Meyrick described this species as follows:

♂♀. 11-12 mm. Head and thorax bronzy - fuscous sprinkled with dark fuscous. Palpi ochreous-whitish, with ctwo rings on second joint, and two rings and an anterior streak on apical portion of terminal joint blackish. Antennae dark fuscous. Abdomen fuscous.
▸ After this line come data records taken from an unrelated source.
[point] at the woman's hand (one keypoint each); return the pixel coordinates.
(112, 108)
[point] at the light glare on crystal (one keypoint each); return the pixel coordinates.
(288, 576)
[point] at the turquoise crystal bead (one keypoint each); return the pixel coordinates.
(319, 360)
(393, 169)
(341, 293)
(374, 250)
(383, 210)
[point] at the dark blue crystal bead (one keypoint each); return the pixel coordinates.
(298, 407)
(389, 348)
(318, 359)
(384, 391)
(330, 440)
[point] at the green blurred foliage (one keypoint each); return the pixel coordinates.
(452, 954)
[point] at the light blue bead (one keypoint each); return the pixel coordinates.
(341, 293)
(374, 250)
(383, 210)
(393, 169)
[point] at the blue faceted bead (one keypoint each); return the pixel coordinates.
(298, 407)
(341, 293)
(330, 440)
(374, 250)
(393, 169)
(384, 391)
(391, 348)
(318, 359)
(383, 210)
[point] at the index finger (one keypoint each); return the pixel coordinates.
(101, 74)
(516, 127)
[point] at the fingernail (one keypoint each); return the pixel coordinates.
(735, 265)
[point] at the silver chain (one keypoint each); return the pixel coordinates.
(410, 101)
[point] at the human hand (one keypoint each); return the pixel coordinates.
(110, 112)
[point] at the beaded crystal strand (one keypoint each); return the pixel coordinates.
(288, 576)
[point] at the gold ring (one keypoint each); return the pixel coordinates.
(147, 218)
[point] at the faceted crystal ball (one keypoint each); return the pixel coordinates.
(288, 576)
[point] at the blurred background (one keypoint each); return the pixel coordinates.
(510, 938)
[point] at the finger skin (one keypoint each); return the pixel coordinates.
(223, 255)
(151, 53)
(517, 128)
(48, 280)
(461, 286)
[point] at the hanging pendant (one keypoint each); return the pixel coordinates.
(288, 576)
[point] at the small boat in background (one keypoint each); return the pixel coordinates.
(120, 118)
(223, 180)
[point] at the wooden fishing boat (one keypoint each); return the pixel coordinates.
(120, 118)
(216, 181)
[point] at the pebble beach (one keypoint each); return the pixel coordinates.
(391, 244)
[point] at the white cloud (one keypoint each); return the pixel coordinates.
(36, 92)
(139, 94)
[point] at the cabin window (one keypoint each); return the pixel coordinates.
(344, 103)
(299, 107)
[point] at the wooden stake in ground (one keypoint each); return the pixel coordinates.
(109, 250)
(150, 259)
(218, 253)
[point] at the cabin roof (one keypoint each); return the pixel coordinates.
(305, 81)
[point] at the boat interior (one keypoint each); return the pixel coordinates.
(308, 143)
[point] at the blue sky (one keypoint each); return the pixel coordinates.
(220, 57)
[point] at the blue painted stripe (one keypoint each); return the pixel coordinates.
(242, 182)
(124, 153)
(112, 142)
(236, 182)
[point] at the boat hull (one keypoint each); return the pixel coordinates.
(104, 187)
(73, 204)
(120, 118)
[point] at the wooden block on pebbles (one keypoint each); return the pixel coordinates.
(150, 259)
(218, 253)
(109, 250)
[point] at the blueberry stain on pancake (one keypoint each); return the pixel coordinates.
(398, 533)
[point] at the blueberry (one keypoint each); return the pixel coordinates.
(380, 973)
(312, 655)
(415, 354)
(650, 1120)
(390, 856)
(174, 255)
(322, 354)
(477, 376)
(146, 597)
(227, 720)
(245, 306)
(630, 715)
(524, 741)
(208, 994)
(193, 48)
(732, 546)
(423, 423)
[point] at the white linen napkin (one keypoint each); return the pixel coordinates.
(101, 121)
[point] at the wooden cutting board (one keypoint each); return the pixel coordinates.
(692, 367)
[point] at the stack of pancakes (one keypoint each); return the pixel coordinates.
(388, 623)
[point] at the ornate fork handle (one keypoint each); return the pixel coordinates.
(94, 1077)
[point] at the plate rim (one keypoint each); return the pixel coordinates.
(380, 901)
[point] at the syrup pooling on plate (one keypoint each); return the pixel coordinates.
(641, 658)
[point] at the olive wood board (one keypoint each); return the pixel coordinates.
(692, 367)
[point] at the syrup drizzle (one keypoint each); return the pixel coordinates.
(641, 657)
Forewings elongate, rather narrow, costa moderately arched, apex round-pointed, termen very obliquely rounded ; 7 and 8 stalked ; in ♂ ochreous-fuscous, sometimes partly suffused with bronzy-ochreous, in ♀ dark fuscous with a cloudy whitish streak along dorsum and posterior half obscurely marked with undefined whitish strigulae, partly edged with blackish ; second discal stigma round, blackish, sometimes with a smaller similar dot before and above it ; two or three short whitish strigulae from costa posteriorly, in ♂ very undefined, in ♀ longer and blackish-edged : cilia fuscous, on termen white with a blackish basal line. Hindwings and cilia rather dark grey, darker in ♀.

== Distribution ==
This species has been observed in the type locality Invercargill, and in Otago.

== Behaviour ==
Adults of the species are on the wing from October until February.

== Habitat ==
This species inhabits marshy locations near the seashore.